Mohamed Monir, 65, passes away from COVID-19 after contracting the new coronavirus during pre-trial detention.
More than 50 United States politicians are calling on Egyptian President Abdel Fattah el-Sisi to release activists, journalists, lawyers and prisoners of conscience.
In a letter released on Monday, 55 congressional Democrats (and one independent) urged el-Sisi to release those “unjustly detained for exercising their fundamental human rights”.
The letter is spearheaded by three Democratic lawmakers: Ro Khanna, Jim McGovern and Sherrod Brown.
“The unjust detention of Egyptian human rights defenders, peaceful political activists and other prisoners of conscience is in direct opposition to the rights and freedoms enshrined in Egyptian and American law,” said McGovern.
The politicians warned that the continued unjust imprisonment might result in their deaths in the face of significant COVID-19 outbreaks in Egyptian prisons.
“We are deeply disturbed that in the middle of a pandemic, the Egyptian government continues to wrongfully hold these political prisoners in overcrowded prisons – places where we know COVID-19 can spread like wildfire and cause severe illness and death,” added McGovern.
“Even in the middle of a global pandemic, President Sisi continues to lock up prisoners in notoriously overcrowded, dangerous prisons,” said Khanna.
“As the second largest recipient of US foreign military financing, US lawmakers have a special responsibility to press the Sisi government to free political prisoners and end its systematic human rights violations,” added Khanna. “President Sisi must release human rights activists, lawyers and other prisoners of conscience before they face a COVID-19 death sentence behind bars.”
The letter specifically calls for the release of political activists Ramy Shaath, Zyad el-Elaimy, and Alaa Abdel Fattah; human rights lawyers Mohamed el Baqer and Mahienour el-Massry; journalists Esraa Abdel Fattah and Solafa Magdy, and other unjustly detained prisoners of conscience facing life-and-death risks in Egyptian prisons.

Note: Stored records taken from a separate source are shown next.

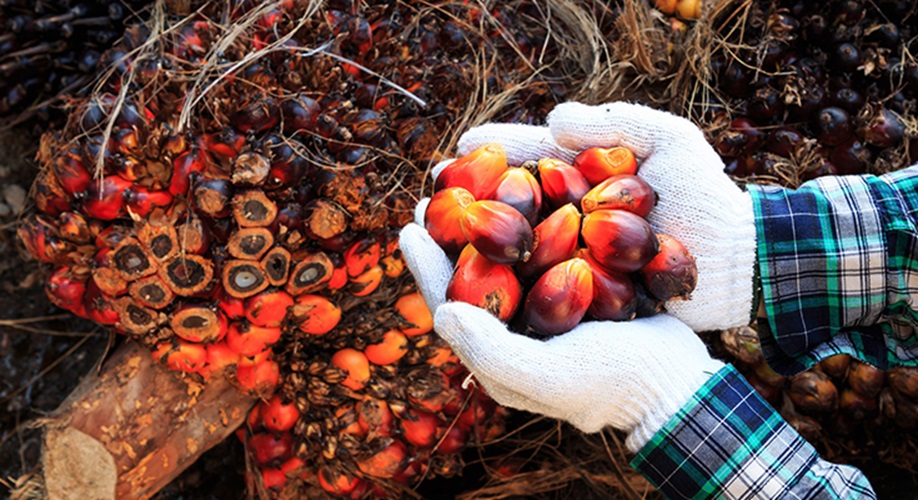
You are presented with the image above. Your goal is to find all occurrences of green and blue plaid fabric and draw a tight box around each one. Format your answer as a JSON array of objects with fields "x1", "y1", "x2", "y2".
[
  {"x1": 631, "y1": 365, "x2": 876, "y2": 499},
  {"x1": 748, "y1": 167, "x2": 918, "y2": 374}
]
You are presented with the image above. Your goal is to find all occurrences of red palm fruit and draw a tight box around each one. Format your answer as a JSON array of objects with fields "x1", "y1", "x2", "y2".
[
  {"x1": 363, "y1": 330, "x2": 408, "y2": 365},
  {"x1": 523, "y1": 258, "x2": 593, "y2": 336},
  {"x1": 887, "y1": 366, "x2": 918, "y2": 401},
  {"x1": 786, "y1": 370, "x2": 838, "y2": 414},
  {"x1": 393, "y1": 292, "x2": 433, "y2": 337},
  {"x1": 214, "y1": 288, "x2": 245, "y2": 320},
  {"x1": 848, "y1": 360, "x2": 886, "y2": 398},
  {"x1": 247, "y1": 432, "x2": 293, "y2": 465},
  {"x1": 260, "y1": 467, "x2": 287, "y2": 490},
  {"x1": 424, "y1": 187, "x2": 475, "y2": 254},
  {"x1": 580, "y1": 175, "x2": 657, "y2": 217},
  {"x1": 284, "y1": 251, "x2": 335, "y2": 295},
  {"x1": 344, "y1": 237, "x2": 382, "y2": 278},
  {"x1": 488, "y1": 167, "x2": 542, "y2": 225},
  {"x1": 169, "y1": 147, "x2": 209, "y2": 196},
  {"x1": 580, "y1": 210, "x2": 660, "y2": 272},
  {"x1": 348, "y1": 265, "x2": 385, "y2": 297},
  {"x1": 539, "y1": 158, "x2": 590, "y2": 208},
  {"x1": 258, "y1": 394, "x2": 300, "y2": 432},
  {"x1": 516, "y1": 203, "x2": 580, "y2": 278},
  {"x1": 83, "y1": 175, "x2": 132, "y2": 220},
  {"x1": 357, "y1": 440, "x2": 406, "y2": 479},
  {"x1": 400, "y1": 410, "x2": 440, "y2": 448},
  {"x1": 316, "y1": 466, "x2": 363, "y2": 496},
  {"x1": 587, "y1": 261, "x2": 637, "y2": 321},
  {"x1": 434, "y1": 143, "x2": 507, "y2": 200},
  {"x1": 459, "y1": 200, "x2": 532, "y2": 264},
  {"x1": 236, "y1": 359, "x2": 280, "y2": 396},
  {"x1": 292, "y1": 294, "x2": 341, "y2": 335},
  {"x1": 202, "y1": 342, "x2": 240, "y2": 376},
  {"x1": 446, "y1": 245, "x2": 523, "y2": 322},
  {"x1": 51, "y1": 147, "x2": 92, "y2": 196},
  {"x1": 435, "y1": 425, "x2": 469, "y2": 455},
  {"x1": 819, "y1": 354, "x2": 851, "y2": 380},
  {"x1": 574, "y1": 147, "x2": 637, "y2": 186},
  {"x1": 331, "y1": 347, "x2": 370, "y2": 391},
  {"x1": 124, "y1": 186, "x2": 172, "y2": 217},
  {"x1": 245, "y1": 290, "x2": 293, "y2": 328},
  {"x1": 169, "y1": 304, "x2": 229, "y2": 343},
  {"x1": 153, "y1": 339, "x2": 207, "y2": 373},
  {"x1": 226, "y1": 321, "x2": 281, "y2": 356},
  {"x1": 45, "y1": 267, "x2": 87, "y2": 317},
  {"x1": 641, "y1": 234, "x2": 698, "y2": 301},
  {"x1": 355, "y1": 398, "x2": 393, "y2": 441},
  {"x1": 83, "y1": 280, "x2": 120, "y2": 325}
]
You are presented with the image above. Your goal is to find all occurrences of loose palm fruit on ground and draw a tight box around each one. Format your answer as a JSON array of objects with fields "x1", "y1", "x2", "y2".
[
  {"x1": 523, "y1": 258, "x2": 593, "y2": 336},
  {"x1": 641, "y1": 234, "x2": 698, "y2": 301},
  {"x1": 459, "y1": 200, "x2": 532, "y2": 264}
]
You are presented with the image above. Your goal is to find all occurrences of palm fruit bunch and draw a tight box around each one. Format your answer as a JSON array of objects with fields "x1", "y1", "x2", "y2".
[
  {"x1": 424, "y1": 143, "x2": 698, "y2": 337},
  {"x1": 706, "y1": 0, "x2": 918, "y2": 181},
  {"x1": 713, "y1": 327, "x2": 918, "y2": 469},
  {"x1": 19, "y1": 0, "x2": 576, "y2": 496},
  {"x1": 0, "y1": 0, "x2": 150, "y2": 124}
]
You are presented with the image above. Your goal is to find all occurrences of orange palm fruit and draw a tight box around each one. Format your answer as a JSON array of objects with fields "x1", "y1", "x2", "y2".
[
  {"x1": 236, "y1": 359, "x2": 280, "y2": 396},
  {"x1": 516, "y1": 203, "x2": 580, "y2": 278},
  {"x1": 587, "y1": 261, "x2": 637, "y2": 321},
  {"x1": 641, "y1": 234, "x2": 698, "y2": 301},
  {"x1": 574, "y1": 147, "x2": 637, "y2": 186},
  {"x1": 523, "y1": 258, "x2": 593, "y2": 336},
  {"x1": 400, "y1": 410, "x2": 440, "y2": 448},
  {"x1": 244, "y1": 290, "x2": 293, "y2": 328},
  {"x1": 348, "y1": 265, "x2": 385, "y2": 297},
  {"x1": 394, "y1": 292, "x2": 433, "y2": 337},
  {"x1": 424, "y1": 187, "x2": 475, "y2": 254},
  {"x1": 292, "y1": 294, "x2": 341, "y2": 335},
  {"x1": 363, "y1": 329, "x2": 408, "y2": 365},
  {"x1": 487, "y1": 167, "x2": 542, "y2": 225},
  {"x1": 258, "y1": 394, "x2": 300, "y2": 432},
  {"x1": 580, "y1": 210, "x2": 660, "y2": 272},
  {"x1": 331, "y1": 347, "x2": 370, "y2": 391},
  {"x1": 434, "y1": 143, "x2": 507, "y2": 200},
  {"x1": 226, "y1": 321, "x2": 281, "y2": 356},
  {"x1": 459, "y1": 200, "x2": 532, "y2": 264},
  {"x1": 153, "y1": 339, "x2": 207, "y2": 372},
  {"x1": 580, "y1": 175, "x2": 657, "y2": 217},
  {"x1": 446, "y1": 245, "x2": 523, "y2": 322},
  {"x1": 357, "y1": 440, "x2": 406, "y2": 478},
  {"x1": 539, "y1": 158, "x2": 590, "y2": 208}
]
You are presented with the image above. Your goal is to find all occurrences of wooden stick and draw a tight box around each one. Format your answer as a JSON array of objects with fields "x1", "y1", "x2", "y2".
[{"x1": 43, "y1": 342, "x2": 255, "y2": 499}]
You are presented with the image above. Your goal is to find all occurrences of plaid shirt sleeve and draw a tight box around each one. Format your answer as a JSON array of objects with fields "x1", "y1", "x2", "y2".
[
  {"x1": 631, "y1": 365, "x2": 876, "y2": 499},
  {"x1": 748, "y1": 166, "x2": 918, "y2": 374}
]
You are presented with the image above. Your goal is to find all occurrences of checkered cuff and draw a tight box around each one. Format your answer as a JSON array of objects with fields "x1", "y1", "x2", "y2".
[{"x1": 631, "y1": 365, "x2": 876, "y2": 499}]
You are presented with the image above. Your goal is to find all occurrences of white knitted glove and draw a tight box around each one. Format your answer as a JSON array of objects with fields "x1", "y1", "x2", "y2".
[
  {"x1": 460, "y1": 102, "x2": 756, "y2": 331},
  {"x1": 399, "y1": 225, "x2": 723, "y2": 452}
]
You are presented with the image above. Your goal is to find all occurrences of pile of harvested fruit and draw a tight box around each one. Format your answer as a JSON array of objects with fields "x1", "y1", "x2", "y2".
[
  {"x1": 711, "y1": 0, "x2": 918, "y2": 184},
  {"x1": 424, "y1": 144, "x2": 698, "y2": 336}
]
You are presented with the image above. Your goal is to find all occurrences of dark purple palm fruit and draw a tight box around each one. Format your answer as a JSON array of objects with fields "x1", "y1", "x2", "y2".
[{"x1": 813, "y1": 106, "x2": 851, "y2": 146}]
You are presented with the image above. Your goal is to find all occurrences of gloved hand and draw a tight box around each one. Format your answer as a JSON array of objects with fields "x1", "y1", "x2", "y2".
[
  {"x1": 450, "y1": 102, "x2": 756, "y2": 331},
  {"x1": 400, "y1": 103, "x2": 755, "y2": 451}
]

The letter warned el-Sisi that “the imprisonment of prisoners of conscience and other violations of human rights fundamentally undermines our countries’ mutual interests and values”.
Egypt’s government has waged an unprecedented crackdown on dissent since 2013 when el-Sisi led a military coup that deposed his democratically elected predecessor, Mohamed Morsi of the now-outlawed Muslim Brotherhood movement.
Al Jazeera journalist Mahmoud Hussein has been held without trial for nearly 1,400 days, and has suffered a broken arm while in solitary. He was denied medical treatment.
Hussein was accused of “incitement against state institutions and broadcasting false news with the aim of spreading chaos”, allegations he and the Al Jazeera Media Network deny.
In April, the United Nations urged Egypt to release prisoners “convicted of non-violent offences and those who are in pretrial detention who make up just below one-third of those in jail”.
It noted Egypt’s detention facilities are often overcrowded, unhygienic and lack resources.
In a report last July, Human Rights Watch said at least 14 prisoners and detainees have died, most likely from COVID-19 complications, in 10 detention facilities.